The real impact of India's Covid-19 surge on rural areas has begun to emerge thanks to vernacular media journalists reporting from the devastated countryside, where 70 percent of the population of 1.4 billion people live.

Using journalism's oldest tools, journalists have been unravelling firsthand the scale of the havoc in many of India's 650,000 villages where a highly infectious strain of the coronavirus has spread.

“These are reporters without fear,” media analyst Shivaji Sarkar, with Mangalayatan University, told RFI. “Freelance journalists in small towns are the backbone of vernacular newsrooms and it is they who are at the front-lines now. Kudos to them."

Coronavirus has killed 266,000 people and infected 24 million by a latest official tally in the world's second worst-affected country.

Grisly spot

Dainik Bhaskar, India's largest-selling Hindi language newspaper, knocked on the doors of villagers in agrarian states to try to reveal the full story.

“Almost every home has people with flu or a cough and their only hope are doctors,” it reported from Rajasthan's Nagaur district.

The daily said 31 of 49 people in three Nagaur hamlets died without being tested for Covid.

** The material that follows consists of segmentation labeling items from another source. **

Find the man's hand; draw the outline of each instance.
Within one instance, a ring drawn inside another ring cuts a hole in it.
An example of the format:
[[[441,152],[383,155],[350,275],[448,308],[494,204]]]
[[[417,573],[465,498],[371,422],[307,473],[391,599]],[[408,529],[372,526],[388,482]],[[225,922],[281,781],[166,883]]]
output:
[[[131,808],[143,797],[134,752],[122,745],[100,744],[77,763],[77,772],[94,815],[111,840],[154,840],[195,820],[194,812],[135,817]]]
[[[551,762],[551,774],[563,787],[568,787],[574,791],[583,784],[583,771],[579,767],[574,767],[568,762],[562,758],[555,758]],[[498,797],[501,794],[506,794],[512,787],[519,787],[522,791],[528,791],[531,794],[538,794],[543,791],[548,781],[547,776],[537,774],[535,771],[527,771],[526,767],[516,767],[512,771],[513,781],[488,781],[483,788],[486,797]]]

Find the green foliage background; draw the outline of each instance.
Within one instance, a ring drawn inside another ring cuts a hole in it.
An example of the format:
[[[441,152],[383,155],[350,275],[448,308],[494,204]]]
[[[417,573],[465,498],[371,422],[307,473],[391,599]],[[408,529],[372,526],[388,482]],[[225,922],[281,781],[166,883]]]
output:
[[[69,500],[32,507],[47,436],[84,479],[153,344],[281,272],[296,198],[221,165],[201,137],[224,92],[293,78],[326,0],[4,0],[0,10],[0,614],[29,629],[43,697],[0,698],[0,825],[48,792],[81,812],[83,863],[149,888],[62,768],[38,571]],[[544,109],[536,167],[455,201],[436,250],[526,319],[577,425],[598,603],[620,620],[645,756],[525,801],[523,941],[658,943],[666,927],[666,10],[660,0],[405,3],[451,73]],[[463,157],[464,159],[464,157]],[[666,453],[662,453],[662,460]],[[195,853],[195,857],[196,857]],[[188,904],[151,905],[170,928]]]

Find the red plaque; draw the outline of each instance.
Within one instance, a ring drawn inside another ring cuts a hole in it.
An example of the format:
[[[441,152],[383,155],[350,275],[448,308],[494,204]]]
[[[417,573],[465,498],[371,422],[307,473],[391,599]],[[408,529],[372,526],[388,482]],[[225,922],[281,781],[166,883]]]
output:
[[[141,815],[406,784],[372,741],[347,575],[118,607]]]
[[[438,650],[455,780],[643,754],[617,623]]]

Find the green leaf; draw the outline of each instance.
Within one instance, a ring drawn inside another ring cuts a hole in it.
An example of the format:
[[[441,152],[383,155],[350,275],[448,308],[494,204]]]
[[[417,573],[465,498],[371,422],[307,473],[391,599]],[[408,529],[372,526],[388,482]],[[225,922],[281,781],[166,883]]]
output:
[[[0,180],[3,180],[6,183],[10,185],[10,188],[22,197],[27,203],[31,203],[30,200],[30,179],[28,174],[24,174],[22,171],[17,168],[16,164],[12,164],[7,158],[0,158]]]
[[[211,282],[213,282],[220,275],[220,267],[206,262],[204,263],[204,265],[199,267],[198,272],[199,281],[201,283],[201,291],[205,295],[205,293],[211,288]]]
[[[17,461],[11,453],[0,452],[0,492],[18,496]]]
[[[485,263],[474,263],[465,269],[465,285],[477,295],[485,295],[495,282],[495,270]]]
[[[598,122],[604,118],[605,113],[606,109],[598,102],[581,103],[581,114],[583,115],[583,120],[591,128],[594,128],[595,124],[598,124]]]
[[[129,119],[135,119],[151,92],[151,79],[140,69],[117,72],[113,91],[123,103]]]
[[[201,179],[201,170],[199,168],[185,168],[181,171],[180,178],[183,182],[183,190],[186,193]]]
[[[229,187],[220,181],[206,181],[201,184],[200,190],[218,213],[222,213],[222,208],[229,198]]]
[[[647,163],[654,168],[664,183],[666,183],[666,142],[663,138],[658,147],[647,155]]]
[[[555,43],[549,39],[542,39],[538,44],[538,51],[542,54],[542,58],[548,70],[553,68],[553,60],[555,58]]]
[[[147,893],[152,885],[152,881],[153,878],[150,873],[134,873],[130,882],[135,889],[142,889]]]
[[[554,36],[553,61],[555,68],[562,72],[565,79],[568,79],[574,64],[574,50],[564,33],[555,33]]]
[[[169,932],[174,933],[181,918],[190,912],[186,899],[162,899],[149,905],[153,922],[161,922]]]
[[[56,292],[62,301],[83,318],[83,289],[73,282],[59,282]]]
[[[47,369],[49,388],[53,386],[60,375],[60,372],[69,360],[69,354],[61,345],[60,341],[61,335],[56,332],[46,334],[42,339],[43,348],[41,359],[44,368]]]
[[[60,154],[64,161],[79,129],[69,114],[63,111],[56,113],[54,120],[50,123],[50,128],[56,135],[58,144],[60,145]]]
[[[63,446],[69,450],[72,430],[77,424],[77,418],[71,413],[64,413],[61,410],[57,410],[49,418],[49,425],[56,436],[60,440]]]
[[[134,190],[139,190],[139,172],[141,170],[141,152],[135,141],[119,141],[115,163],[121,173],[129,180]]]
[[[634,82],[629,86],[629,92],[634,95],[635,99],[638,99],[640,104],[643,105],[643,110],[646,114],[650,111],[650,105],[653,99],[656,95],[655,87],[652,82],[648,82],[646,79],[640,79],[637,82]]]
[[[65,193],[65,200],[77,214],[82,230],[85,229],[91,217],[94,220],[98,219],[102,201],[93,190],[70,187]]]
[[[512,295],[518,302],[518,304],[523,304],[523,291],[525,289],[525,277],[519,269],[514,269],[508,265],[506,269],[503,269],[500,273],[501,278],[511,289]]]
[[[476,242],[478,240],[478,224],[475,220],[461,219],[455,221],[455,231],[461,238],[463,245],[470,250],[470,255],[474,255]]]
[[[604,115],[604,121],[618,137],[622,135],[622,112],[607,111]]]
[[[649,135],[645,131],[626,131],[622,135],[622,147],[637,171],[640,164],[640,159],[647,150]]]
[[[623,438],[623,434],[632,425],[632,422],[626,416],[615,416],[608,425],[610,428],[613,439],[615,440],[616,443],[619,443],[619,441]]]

Nav Bharat Times, published a similar report from Uttar Pradesh, India's most populous state.

“Most homes in four districts have people with Covid-like symptoms but they have neither been tested nor treated,” the mass-circulation Hindi daily added.

Jansatta, another vernacular broadsheet, had a similar story from Uttar Pradesh, where Covid has killed 16,369 people, according to an official count.

In Gujarat, Prime Minster Narendra Modi's home-state, reporters from Sandesh keeping tabs on deaths in hospitals and those cremated around local cities said the figures did not tally.

Covid deaths were largely under-reported, the leading Gujarati-language paper said, giving dates, numbers and details in a tell-all news dispatch.

In Bihar state, intrepid journalists published what they asserted were verified photographs of hospital staff dumping infected bodies into a river.

In contrast, English-language national newspapers faced criticism for not doing enough to call out India's rural misery.

Analysts such as Sarkar said media groups eager to grab state advertisements appeared reluctant to report the extent of the catastrophe.

The federal government daily spends more than 222,000 euros on publicity while India's 29 states too have deep pockets for self-promotion.

'Armchair journalism'

“Major parts of the Indian media have abdicated their oversight duty at every stage of the Covid-19 saga over the last year,” said Policy Times, an online publication.

Anupama Jha, a former executive director of Transparency International's Indian arm said English-language papers seemed content reporting only the urban crisis.

“Journalists in the metros lack the sensitivity and I also feel they do not want to get on the wrong side of the government,” she told RFI, warning that “armchair journalism” was useless at a time of the pandemic.

India has drawn criticism for its inability to counter the deadly surge or vaccinate a sizable chunk of its population in time.

Global donors rushed aid following news reports of oxygen and medical shortages killing people in city hospitals but not much of the handouts have reached the impoverished countryside.